Duracell still has accessible packaging. Buy them while you still can
OK. THAT says it all. We need to pick up a pitchfork and march to the castle. I’m tired of having to pay the price for other people’s mistakes.
Augh. Tell NO ONE. I did that after the very first post on this thread. Surfed right up to Amazon and bought a year’s supply.
It was my little secret … Now I’m hoping to save the last of my plastic Duracell battery packages to just drop NEW batteries into. A total cludge. All cuz some unsupervised kit ate a coin battery.
I’m going to send a rubber crutch to someone in gov’t. I just don’t know who?
If you think hearing aid battery packaging is bad, try getting into the fortress of Ryobi power tool battery packaging. It’s designed to prevent theft, like so many other products going back at least 30 years when I read that tamper resistant packaging was causing many emergency room visits. Considering that the problem has been with us that long without mitigation, it’s unlikely to go away soon. Also, those batteries are now locked up at Home Depot. Not only does one need to find an employee to unlock the cage, the employee is required to walk the buyer to the checkout and remove the anti-theft clamp that’s attached. It’s just another example of everyone needing to pitch in to keep prices down, same as getting your cart checked at Costco.

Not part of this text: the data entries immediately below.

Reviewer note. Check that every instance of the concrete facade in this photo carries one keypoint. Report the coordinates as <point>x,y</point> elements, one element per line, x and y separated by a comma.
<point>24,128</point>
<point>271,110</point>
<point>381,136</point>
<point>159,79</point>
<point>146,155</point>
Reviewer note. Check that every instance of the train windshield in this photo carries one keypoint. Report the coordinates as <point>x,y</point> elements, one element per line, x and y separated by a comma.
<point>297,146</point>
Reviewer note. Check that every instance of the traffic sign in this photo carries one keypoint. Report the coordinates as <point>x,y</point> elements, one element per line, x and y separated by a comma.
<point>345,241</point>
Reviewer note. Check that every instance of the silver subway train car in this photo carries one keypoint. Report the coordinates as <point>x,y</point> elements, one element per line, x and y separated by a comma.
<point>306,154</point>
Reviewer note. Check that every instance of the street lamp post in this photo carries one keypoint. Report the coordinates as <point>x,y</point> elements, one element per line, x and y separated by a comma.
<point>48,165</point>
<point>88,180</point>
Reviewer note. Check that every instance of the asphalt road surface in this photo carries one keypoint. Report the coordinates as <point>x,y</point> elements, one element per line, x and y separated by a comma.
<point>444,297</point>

Anyway, I find that aviation snips work well on that tough plastic.
AUGH! Similar to cold meds containing pseudoephedrine that folks were commandeering to make meth. Too many regulations thanks to knuckleheads out there.

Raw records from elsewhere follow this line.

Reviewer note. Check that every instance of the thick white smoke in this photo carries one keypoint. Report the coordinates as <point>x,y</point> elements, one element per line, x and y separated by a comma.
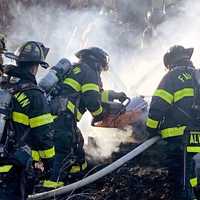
<point>136,71</point>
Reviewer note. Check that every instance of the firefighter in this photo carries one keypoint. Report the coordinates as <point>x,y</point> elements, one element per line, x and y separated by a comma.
<point>2,47</point>
<point>82,88</point>
<point>171,114</point>
<point>27,134</point>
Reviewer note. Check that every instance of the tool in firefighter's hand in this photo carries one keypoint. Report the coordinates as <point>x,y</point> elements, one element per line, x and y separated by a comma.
<point>2,43</point>
<point>123,115</point>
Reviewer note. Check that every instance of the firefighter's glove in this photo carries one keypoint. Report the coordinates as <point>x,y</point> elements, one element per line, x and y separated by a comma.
<point>121,96</point>
<point>152,132</point>
<point>2,43</point>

I received an email from someone who wished not to be identified. He asked me to share the following letter …
Reese’s law: adverse unintended consequences; seeking remediation; battery type 312 zinc air. (178.1 KB)
Actually that Ryobi one got me- The twin 5AH Pack offer they did in the Autumn for £80 odd. Real fight and cut my hand on it too. Getting to a point where you need a hot-knife just to look at opening them.
I had to replace my car key battery recently. I bought the new battery at the car parts store. When I tried to open the pack, I got to the second layer and was stuck. The clerk had a pocket knife and got the battery out of the pack. There was no way to free that battery without a tool - knife or scissor. I can’t imagine trying that on small HA batteries. I guess I am glad I have rechargeables.
You are making a mountain out a mole hill.
Amazon sells cheap hearing aid battery containers. The one I bought comes with five, two battery containers.
Just put one in your car, office desk, purse, or on your key chain.
Cheap, pointed school scissors will work, and you can buy one at just about every grocery store, Walmart, or Target. I haven’t tested the rounded pointed school scissors yet, but I wouldn’t be surprised if they work too.
As far as I can tell, most hearing aid manufactures are phasing out the replaceable battery and just going with the rechargeable battery.
Bravo to whoever wrote this. I thought of bringing it up with my congressman’s office as a constituent service matter (he isn’t one of the sponsors). My wife suggested instead that I contact AARP’s government policy office. I sent an email a few weeks ago and just called to follow up.
I could take a bus or walk to the CPSC’s office and ask to speak to someone, for whatever that would be worth. But I don’t think it’s a good idea these days.
It won’t do you any good. The packaging was tested to federal testing standards, which includes the elderly person testing section, and approved.
Just use a pair of scissors and cut to the center of the package on both sides of the battery. This form a pie shape section from which the battery is easily removed.